J.K. Rowling's Harry Potter as a seven book series is amazing enough, but as a spring of successful movies, toys, Halloween costumes, action figures, fan-fiction, inspiration for several generations of readers--and writers--and publishers, I think it goes beyond anything the world has ever witnessed.
But even I thought it had all been done.
And then my son Christopher finds Alivan's Master Wandmakers. Here's an entire company that focuses on making hand-crafted wands out of teak, mahogany, holly, oak, and other fine woods. These are toys of quality. They're not cheap, but then again they're not plastic, and there really is something coolly real about a wand sent in a FedEx box with a gold seal that reads, "CAST ALOHOMORA TO OPEN."
This reminds me of one of my cousin's daughters asking one of the other kids at our recent family get-together, "When you were eleven, didn't you think you were going to get a letter from Hogwarts?" I thought it was a pretty crazy thought, and then added that in the states you'd get a letter from Salem, the US-based witch/wizard school.
I can at least understand getting into the story that much. I grew up in the '70's with The Lord of the Rings, and dreamed of crossing the Brandywine, outwitting the Nazgûl, wondering what sorts of interesting packaged foods I could buy from Safeway that Hobbits would like, and of course asking Frodo, "can't I just wear Sauron's ring once, for like thirty seconds? Come on, there's no harm in that. I just want to be considered one of the Ring-bearers and go over the sea when all this crap is done. Look, I don't want any trouble...Hey, stop, Frodo. No reason to--put Sting down!" EOD. (End Of Dream).
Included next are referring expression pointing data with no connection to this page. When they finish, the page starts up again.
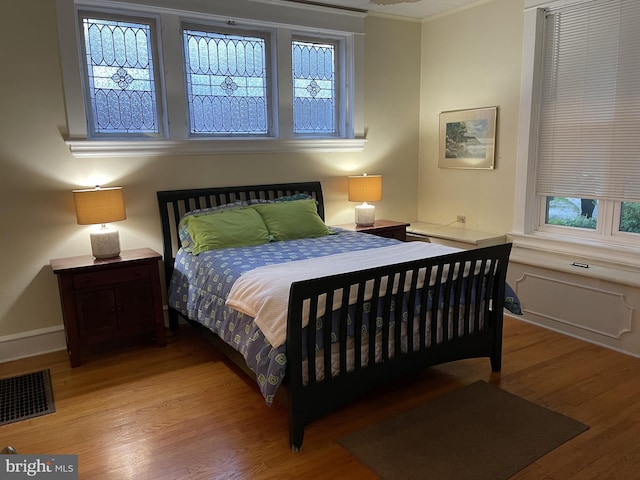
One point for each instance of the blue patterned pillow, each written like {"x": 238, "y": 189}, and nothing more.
{"x": 186, "y": 242}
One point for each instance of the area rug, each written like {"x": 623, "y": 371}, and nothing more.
{"x": 26, "y": 396}
{"x": 478, "y": 432}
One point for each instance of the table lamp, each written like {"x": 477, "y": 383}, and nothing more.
{"x": 365, "y": 188}
{"x": 99, "y": 206}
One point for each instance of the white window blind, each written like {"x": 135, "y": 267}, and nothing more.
{"x": 589, "y": 139}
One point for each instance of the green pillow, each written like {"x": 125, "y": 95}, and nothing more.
{"x": 240, "y": 227}
{"x": 292, "y": 220}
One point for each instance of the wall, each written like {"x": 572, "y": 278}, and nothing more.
{"x": 471, "y": 59}
{"x": 38, "y": 172}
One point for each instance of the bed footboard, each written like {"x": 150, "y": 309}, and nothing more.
{"x": 349, "y": 333}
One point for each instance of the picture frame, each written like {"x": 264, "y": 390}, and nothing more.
{"x": 467, "y": 138}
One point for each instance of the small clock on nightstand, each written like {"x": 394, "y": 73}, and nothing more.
{"x": 382, "y": 228}
{"x": 106, "y": 301}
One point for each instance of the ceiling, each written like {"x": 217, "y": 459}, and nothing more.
{"x": 407, "y": 8}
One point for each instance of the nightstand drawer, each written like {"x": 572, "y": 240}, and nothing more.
{"x": 109, "y": 277}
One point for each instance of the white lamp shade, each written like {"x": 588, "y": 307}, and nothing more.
{"x": 100, "y": 206}
{"x": 365, "y": 188}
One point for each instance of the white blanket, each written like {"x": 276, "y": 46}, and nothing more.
{"x": 263, "y": 293}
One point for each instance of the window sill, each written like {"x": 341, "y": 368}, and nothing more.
{"x": 142, "y": 148}
{"x": 617, "y": 263}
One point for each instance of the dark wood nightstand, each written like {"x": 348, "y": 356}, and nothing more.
{"x": 107, "y": 301}
{"x": 382, "y": 228}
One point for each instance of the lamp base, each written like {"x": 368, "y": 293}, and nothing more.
{"x": 365, "y": 215}
{"x": 105, "y": 242}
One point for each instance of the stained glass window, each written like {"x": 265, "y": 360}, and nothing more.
{"x": 121, "y": 84}
{"x": 314, "y": 88}
{"x": 226, "y": 83}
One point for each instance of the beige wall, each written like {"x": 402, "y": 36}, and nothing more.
{"x": 471, "y": 59}
{"x": 38, "y": 172}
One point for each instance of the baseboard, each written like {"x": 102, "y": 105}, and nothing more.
{"x": 34, "y": 342}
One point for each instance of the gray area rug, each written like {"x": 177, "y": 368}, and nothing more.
{"x": 478, "y": 432}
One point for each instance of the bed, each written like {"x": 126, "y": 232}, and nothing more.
{"x": 381, "y": 308}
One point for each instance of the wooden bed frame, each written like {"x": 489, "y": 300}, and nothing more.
{"x": 470, "y": 332}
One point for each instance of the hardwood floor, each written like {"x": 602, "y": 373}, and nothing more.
{"x": 183, "y": 412}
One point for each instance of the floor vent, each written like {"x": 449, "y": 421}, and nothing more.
{"x": 26, "y": 396}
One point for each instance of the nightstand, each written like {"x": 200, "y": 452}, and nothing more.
{"x": 108, "y": 301}
{"x": 382, "y": 228}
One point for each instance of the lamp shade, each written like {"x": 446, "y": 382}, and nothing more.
{"x": 99, "y": 205}
{"x": 365, "y": 188}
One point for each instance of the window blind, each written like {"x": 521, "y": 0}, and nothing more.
{"x": 589, "y": 138}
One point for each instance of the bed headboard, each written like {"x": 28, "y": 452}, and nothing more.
{"x": 174, "y": 203}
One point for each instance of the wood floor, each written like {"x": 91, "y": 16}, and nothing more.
{"x": 182, "y": 412}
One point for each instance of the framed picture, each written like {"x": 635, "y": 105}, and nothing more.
{"x": 467, "y": 138}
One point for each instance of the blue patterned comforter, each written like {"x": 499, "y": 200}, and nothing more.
{"x": 201, "y": 283}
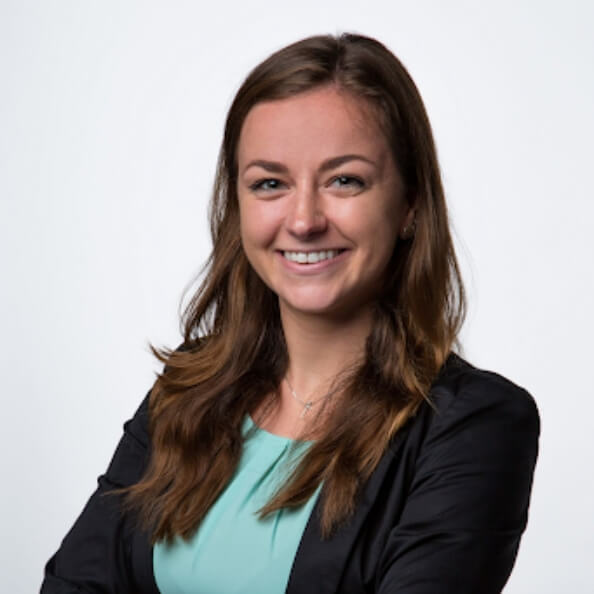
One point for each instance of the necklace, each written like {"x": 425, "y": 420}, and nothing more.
{"x": 307, "y": 404}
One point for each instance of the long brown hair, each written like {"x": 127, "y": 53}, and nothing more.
{"x": 234, "y": 353}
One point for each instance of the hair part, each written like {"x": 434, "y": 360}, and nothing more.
{"x": 234, "y": 353}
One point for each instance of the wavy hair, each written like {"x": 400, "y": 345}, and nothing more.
{"x": 234, "y": 353}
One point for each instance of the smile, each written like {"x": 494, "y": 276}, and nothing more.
{"x": 311, "y": 257}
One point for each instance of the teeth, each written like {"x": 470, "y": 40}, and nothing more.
{"x": 310, "y": 257}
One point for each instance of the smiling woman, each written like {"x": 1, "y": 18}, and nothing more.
{"x": 316, "y": 432}
{"x": 320, "y": 233}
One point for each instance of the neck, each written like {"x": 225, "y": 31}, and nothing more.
{"x": 320, "y": 348}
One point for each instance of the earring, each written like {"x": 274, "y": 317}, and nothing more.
{"x": 408, "y": 231}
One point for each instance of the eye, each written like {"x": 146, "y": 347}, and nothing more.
{"x": 347, "y": 181}
{"x": 268, "y": 184}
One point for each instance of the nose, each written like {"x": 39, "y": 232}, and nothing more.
{"x": 306, "y": 217}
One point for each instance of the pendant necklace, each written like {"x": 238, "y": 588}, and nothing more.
{"x": 307, "y": 404}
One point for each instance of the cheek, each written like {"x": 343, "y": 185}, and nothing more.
{"x": 258, "y": 225}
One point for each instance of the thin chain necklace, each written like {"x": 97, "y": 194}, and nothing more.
{"x": 307, "y": 404}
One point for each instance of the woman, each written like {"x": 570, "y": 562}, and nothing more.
{"x": 315, "y": 432}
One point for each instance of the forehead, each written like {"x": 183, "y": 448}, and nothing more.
{"x": 322, "y": 123}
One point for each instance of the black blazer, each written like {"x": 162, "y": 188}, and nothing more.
{"x": 442, "y": 513}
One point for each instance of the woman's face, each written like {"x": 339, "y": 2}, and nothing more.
{"x": 321, "y": 200}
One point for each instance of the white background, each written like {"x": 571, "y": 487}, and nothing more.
{"x": 111, "y": 115}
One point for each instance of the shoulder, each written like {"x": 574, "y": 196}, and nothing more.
{"x": 462, "y": 390}
{"x": 479, "y": 418}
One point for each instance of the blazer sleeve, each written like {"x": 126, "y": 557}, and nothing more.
{"x": 467, "y": 507}
{"x": 95, "y": 555}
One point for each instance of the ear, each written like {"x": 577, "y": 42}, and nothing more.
{"x": 409, "y": 225}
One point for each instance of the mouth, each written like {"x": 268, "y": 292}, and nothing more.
{"x": 312, "y": 257}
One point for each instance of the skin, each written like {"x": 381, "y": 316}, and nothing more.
{"x": 316, "y": 174}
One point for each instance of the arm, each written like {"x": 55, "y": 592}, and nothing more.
{"x": 95, "y": 555}
{"x": 460, "y": 529}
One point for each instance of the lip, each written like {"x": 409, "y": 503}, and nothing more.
{"x": 307, "y": 269}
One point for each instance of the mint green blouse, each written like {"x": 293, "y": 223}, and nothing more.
{"x": 233, "y": 551}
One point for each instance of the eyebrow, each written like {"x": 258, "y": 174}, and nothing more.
{"x": 276, "y": 167}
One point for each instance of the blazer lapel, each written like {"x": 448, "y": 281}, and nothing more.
{"x": 319, "y": 564}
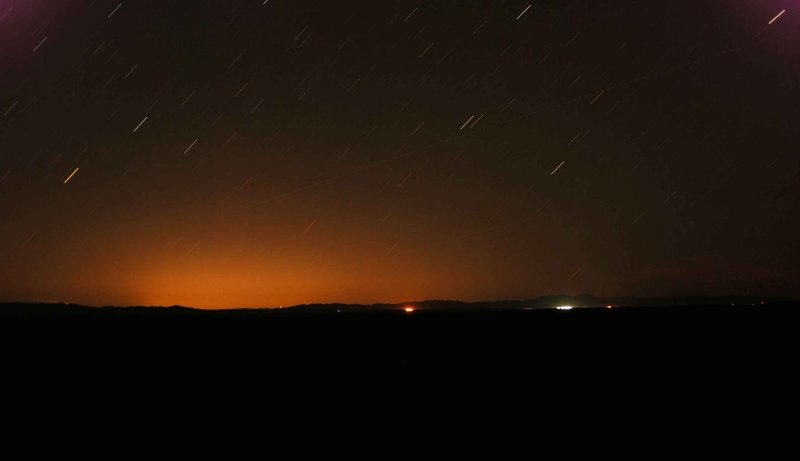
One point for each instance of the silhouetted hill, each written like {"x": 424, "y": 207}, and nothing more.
{"x": 542, "y": 302}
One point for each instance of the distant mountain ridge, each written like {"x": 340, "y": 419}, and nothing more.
{"x": 542, "y": 302}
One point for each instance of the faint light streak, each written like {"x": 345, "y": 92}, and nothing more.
{"x": 476, "y": 121}
{"x": 230, "y": 139}
{"x": 40, "y": 44}
{"x": 240, "y": 90}
{"x": 190, "y": 146}
{"x": 140, "y": 124}
{"x": 71, "y": 175}
{"x": 115, "y": 10}
{"x": 776, "y": 17}
{"x": 525, "y": 10}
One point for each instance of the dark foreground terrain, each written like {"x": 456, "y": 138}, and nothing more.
{"x": 653, "y": 355}
{"x": 440, "y": 333}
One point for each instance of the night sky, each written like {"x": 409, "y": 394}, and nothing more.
{"x": 243, "y": 153}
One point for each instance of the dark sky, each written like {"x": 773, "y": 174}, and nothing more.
{"x": 246, "y": 153}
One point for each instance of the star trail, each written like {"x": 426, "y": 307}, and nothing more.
{"x": 253, "y": 153}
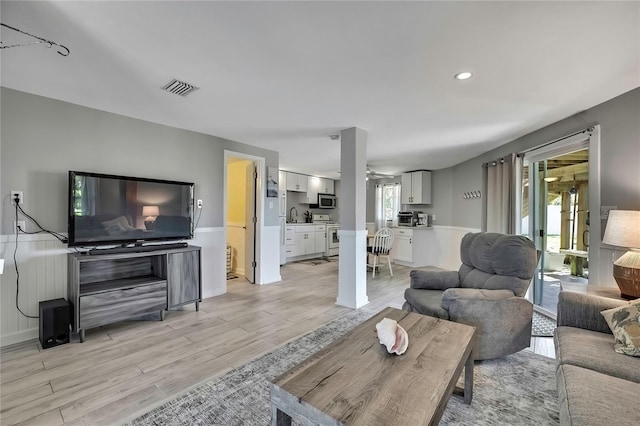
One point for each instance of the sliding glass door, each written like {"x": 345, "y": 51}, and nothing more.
{"x": 555, "y": 210}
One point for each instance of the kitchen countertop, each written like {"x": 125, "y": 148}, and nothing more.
{"x": 413, "y": 227}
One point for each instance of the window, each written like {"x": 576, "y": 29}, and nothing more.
{"x": 387, "y": 204}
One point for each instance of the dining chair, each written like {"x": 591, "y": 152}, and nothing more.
{"x": 381, "y": 246}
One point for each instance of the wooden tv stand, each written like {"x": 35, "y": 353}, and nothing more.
{"x": 109, "y": 288}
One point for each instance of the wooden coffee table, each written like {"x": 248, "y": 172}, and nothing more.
{"x": 355, "y": 381}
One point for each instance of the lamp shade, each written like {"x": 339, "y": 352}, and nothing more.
{"x": 623, "y": 229}
{"x": 150, "y": 211}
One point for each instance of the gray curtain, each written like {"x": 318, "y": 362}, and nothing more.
{"x": 500, "y": 187}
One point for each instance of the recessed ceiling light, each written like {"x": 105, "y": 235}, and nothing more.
{"x": 463, "y": 75}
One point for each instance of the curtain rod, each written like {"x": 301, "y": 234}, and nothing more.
{"x": 587, "y": 130}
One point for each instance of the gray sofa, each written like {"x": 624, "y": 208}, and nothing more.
{"x": 486, "y": 292}
{"x": 596, "y": 385}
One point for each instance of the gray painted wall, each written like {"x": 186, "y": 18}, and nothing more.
{"x": 619, "y": 119}
{"x": 42, "y": 139}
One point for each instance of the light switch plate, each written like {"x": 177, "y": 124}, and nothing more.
{"x": 604, "y": 211}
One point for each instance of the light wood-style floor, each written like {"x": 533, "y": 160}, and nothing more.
{"x": 127, "y": 368}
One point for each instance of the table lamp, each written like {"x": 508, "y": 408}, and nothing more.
{"x": 623, "y": 230}
{"x": 152, "y": 212}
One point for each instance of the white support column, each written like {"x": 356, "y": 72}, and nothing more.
{"x": 352, "y": 276}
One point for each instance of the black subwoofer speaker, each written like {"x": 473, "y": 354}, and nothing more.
{"x": 55, "y": 317}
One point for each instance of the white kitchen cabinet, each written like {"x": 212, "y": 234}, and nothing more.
{"x": 413, "y": 247}
{"x": 320, "y": 238}
{"x": 297, "y": 182}
{"x": 282, "y": 193}
{"x": 306, "y": 240}
{"x": 326, "y": 186}
{"x": 290, "y": 241}
{"x": 403, "y": 245}
{"x": 416, "y": 187}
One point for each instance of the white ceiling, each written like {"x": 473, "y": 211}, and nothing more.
{"x": 287, "y": 75}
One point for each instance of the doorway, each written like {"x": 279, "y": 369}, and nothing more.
{"x": 557, "y": 192}
{"x": 241, "y": 216}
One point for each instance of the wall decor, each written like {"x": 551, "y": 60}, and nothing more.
{"x": 272, "y": 182}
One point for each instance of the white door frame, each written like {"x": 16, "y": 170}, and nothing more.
{"x": 260, "y": 195}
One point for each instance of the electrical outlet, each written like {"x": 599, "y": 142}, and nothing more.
{"x": 19, "y": 195}
{"x": 604, "y": 211}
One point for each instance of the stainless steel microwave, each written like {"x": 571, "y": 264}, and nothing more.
{"x": 327, "y": 201}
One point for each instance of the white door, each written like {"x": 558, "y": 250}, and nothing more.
{"x": 250, "y": 224}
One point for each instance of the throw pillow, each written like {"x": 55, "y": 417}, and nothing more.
{"x": 624, "y": 323}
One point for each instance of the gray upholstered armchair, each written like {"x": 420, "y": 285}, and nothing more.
{"x": 486, "y": 292}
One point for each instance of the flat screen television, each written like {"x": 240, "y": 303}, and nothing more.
{"x": 123, "y": 210}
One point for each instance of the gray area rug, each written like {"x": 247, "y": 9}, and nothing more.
{"x": 518, "y": 389}
{"x": 543, "y": 326}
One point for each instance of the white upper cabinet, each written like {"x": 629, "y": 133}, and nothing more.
{"x": 317, "y": 185}
{"x": 416, "y": 187}
{"x": 297, "y": 182}
{"x": 326, "y": 186}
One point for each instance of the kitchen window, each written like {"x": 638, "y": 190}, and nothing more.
{"x": 387, "y": 204}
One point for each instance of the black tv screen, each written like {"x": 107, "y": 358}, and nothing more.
{"x": 110, "y": 210}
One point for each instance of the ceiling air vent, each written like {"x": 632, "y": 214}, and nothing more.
{"x": 179, "y": 87}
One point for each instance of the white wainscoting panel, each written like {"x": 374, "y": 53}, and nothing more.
{"x": 236, "y": 238}
{"x": 352, "y": 269}
{"x": 42, "y": 268}
{"x": 447, "y": 245}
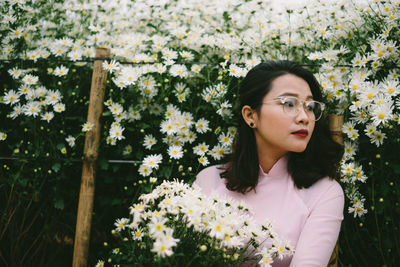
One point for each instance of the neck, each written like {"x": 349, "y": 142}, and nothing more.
{"x": 267, "y": 160}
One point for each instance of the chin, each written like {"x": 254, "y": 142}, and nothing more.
{"x": 299, "y": 149}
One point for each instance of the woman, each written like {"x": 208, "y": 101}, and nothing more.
{"x": 284, "y": 161}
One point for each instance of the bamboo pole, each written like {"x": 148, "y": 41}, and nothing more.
{"x": 335, "y": 127}
{"x": 92, "y": 138}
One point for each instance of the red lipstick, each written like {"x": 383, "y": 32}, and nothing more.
{"x": 301, "y": 133}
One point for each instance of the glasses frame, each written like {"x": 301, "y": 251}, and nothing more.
{"x": 282, "y": 102}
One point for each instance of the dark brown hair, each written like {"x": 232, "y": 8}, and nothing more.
{"x": 320, "y": 158}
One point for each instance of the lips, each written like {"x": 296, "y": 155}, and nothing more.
{"x": 301, "y": 133}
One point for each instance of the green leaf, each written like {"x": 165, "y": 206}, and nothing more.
{"x": 60, "y": 146}
{"x": 59, "y": 203}
{"x": 165, "y": 171}
{"x": 103, "y": 164}
{"x": 56, "y": 167}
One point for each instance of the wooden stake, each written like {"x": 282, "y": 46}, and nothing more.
{"x": 92, "y": 138}
{"x": 335, "y": 126}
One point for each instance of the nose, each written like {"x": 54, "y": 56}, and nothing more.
{"x": 302, "y": 116}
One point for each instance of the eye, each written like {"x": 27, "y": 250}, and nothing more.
{"x": 289, "y": 102}
{"x": 310, "y": 105}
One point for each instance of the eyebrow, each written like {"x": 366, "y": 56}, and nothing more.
{"x": 296, "y": 95}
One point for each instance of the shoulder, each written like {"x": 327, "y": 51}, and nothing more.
{"x": 209, "y": 178}
{"x": 323, "y": 191}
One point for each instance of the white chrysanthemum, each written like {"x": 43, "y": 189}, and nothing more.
{"x": 11, "y": 97}
{"x": 149, "y": 141}
{"x": 350, "y": 149}
{"x": 381, "y": 114}
{"x": 53, "y": 97}
{"x": 201, "y": 125}
{"x": 87, "y": 126}
{"x": 3, "y": 136}
{"x": 17, "y": 110}
{"x": 59, "y": 107}
{"x": 377, "y": 138}
{"x": 32, "y": 108}
{"x": 152, "y": 161}
{"x": 203, "y": 161}
{"x": 61, "y": 71}
{"x": 217, "y": 152}
{"x": 30, "y": 79}
{"x": 48, "y": 116}
{"x": 116, "y": 132}
{"x": 70, "y": 140}
{"x": 178, "y": 70}
{"x": 358, "y": 209}
{"x": 116, "y": 108}
{"x": 175, "y": 152}
{"x": 121, "y": 224}
{"x": 145, "y": 170}
{"x": 201, "y": 149}
{"x": 112, "y": 66}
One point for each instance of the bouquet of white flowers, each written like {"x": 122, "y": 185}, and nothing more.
{"x": 177, "y": 225}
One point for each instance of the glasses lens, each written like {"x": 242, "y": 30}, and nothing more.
{"x": 292, "y": 105}
{"x": 317, "y": 109}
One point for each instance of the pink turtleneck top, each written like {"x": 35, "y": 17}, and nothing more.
{"x": 309, "y": 218}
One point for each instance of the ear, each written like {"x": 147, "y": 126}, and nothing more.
{"x": 249, "y": 115}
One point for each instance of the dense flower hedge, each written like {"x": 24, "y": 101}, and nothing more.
{"x": 169, "y": 107}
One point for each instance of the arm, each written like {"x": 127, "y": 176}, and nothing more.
{"x": 321, "y": 230}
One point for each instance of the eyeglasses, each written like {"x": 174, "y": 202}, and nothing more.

Thanks to Alice's planning, determination and vigilance, we got tickets to see the premier of The Last Mimzy last night. It's supposed to open in theaters on March 23rd.
Based loosely on "Mimsy were the Borogoves" by Lewis Padgett (Henry Kuttner and C. L. Moore), The Last Mimzy takes place in a modern day Seattle suburb (and in and around Puget Sound) in the home of two kids, Noah (Chris O'Neil) and Emma Wilder (Rhiannon Leigh Wryn). On a trip out to Whidbey Island the kids find a box which opens to give them all kinds of cool futuristic toys and one stuffed bunny, "Mimzy"--who teaches Emma a few interesting things, like how to save humanity in the future. Before you or their concerned parents realize, the kids are off the scale genius-future-magic-extreme-entomology-galaxy-spanning-engineering project-children who manage--without a lot of trouble--to attract the FBI and Homeland Security. Blowing the power in every city in the American Northwest while playing with toys will do that.
This is definitely one for the kids and parents. It's warm, it's funny, and even the scary feds and corporate guys play more of the baffled let's-see-how-this-alien-technology-thing-plays-out kind of roles, rather than shoot first and ask questions later. There's a nice balance of drama and humor. Rainn Wilson ("Dwight" on The Office) is great as Noah's science teacher and dreamer of lottery numbers.
The theater handed out little "Mimzys" to everyone--although Alice was the only one smart enough to ask for the "last Mimzy" and made the guy dig to the bottom of the box to get hers. I got stuck with one of the prior (apparently failed) Mimzys. Bummer.